Sur le volet juridique, un décret d'application de la loi pour une République numérique, en date du 24 avril 2017, a fait évoluer le Code de l'éducation, expliquait dans une interview à EducPros Pierre Beust, directeur du centre d’enseignement multimédia universitaire de l'université de Caen et expert au sein du ministère de l'Enseignement supérieur. L'université normande expérimente depuis plus de deux ans la télésurveillance à domicile d'examens.

Le décret indique que les enseignements peuvent être dispensés "soit en présence des usagers, soit à distance, le cas échéant, sous forme numérique, soit selon des dispositifs associant les deux formes". "Quant aux examens en ligne, ils sont autorisés, dès lors que la vérification de l'identité des candidats et des conditions de déroulement de l'épreuve a été effectuée", précise le texte.

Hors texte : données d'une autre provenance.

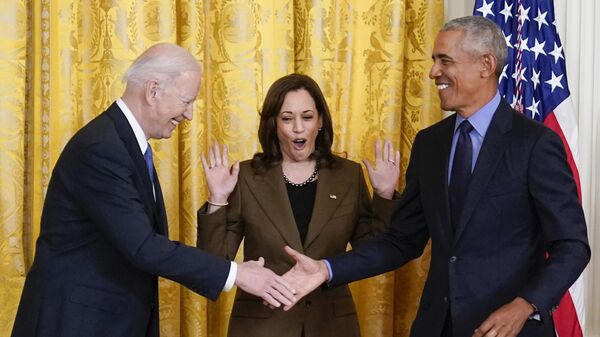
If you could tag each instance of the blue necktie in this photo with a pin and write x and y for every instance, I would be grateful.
(461, 172)
(149, 163)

Si les verrous ne sont pas d'ordre juridiques, l'enjeu, pour Stéphane Amiard, réside dans la massification de ces dispositifs. "Un grand nombre d’universités font déjà des tests de positionnement pour accompagner la réussite des étudiants en ligne. Sur 1.000 étudiants, on sait faire. Mais pour 20. 000 étudiants, cela nécessite un grand nombre de ressources techniques et humaines." Une piste pour amplifier le recours aux examens dématérialisés ? La mise en place de lieux dédiés aux examens sur machine avec des connexions stables, qui faciliterait la vérification des identités. Une démarche difficilement réalisable avant la fin de l'année universitaire.

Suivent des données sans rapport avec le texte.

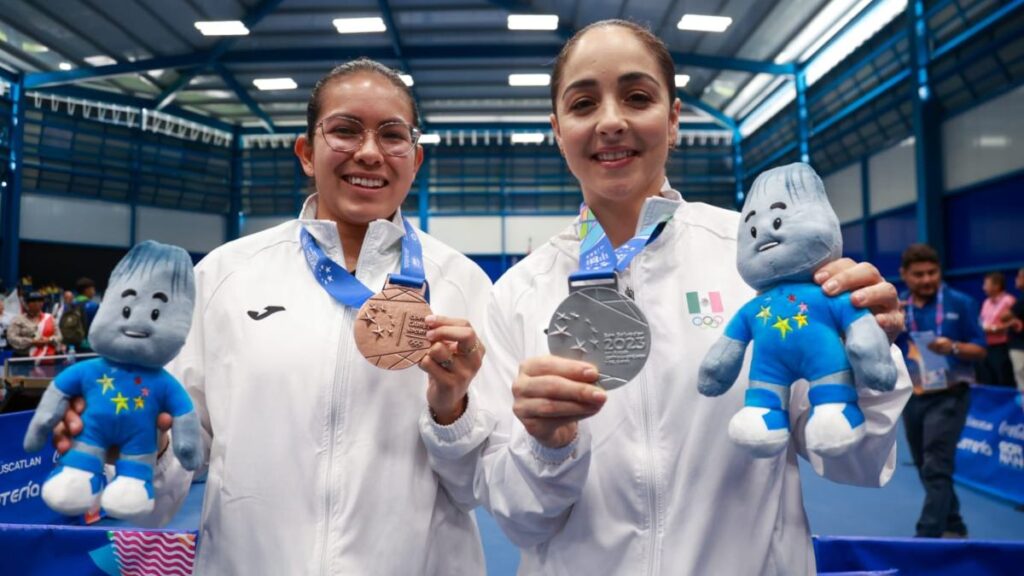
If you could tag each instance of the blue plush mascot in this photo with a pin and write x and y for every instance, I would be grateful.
(140, 326)
(787, 230)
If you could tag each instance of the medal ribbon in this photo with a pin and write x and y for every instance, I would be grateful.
(344, 287)
(598, 258)
(939, 315)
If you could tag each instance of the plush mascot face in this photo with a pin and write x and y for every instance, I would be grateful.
(786, 228)
(147, 310)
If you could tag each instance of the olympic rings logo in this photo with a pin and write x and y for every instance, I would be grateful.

Vers une externalisation des serveurs ?

Pour Stéphane Amiard, l’événement intervenu à Montpellier 3 pose à nouveau la question de l'externalisation des serveurs. "Beaucoup d'écoles le font déjà. Les universités, elles, ont l'habitude d'héberger dans leurs locaux les plates-formes", assure Stéphane Amiard. "Si Montpellier 3 avait eu ses serveurs externalisés, le saccage n'aurait pas eu lieu. Les universités n'ont généralement pas de data center sécurisé, équipé de sas blindés, d'une vidéosurveillance, d'une double induction électrique et d'une sécurité incendie", ajoute-t-il.

Pour le vice-président numérique, "la question de l'externalisation se pose déjà depuis un moment pour les universités, mais coinçait sur la question du financement, les coûts de fonctionnement pouvant aller jusqu'à 80.000 ou 100.000 euros. La question se pose désormais en termes de sécurité".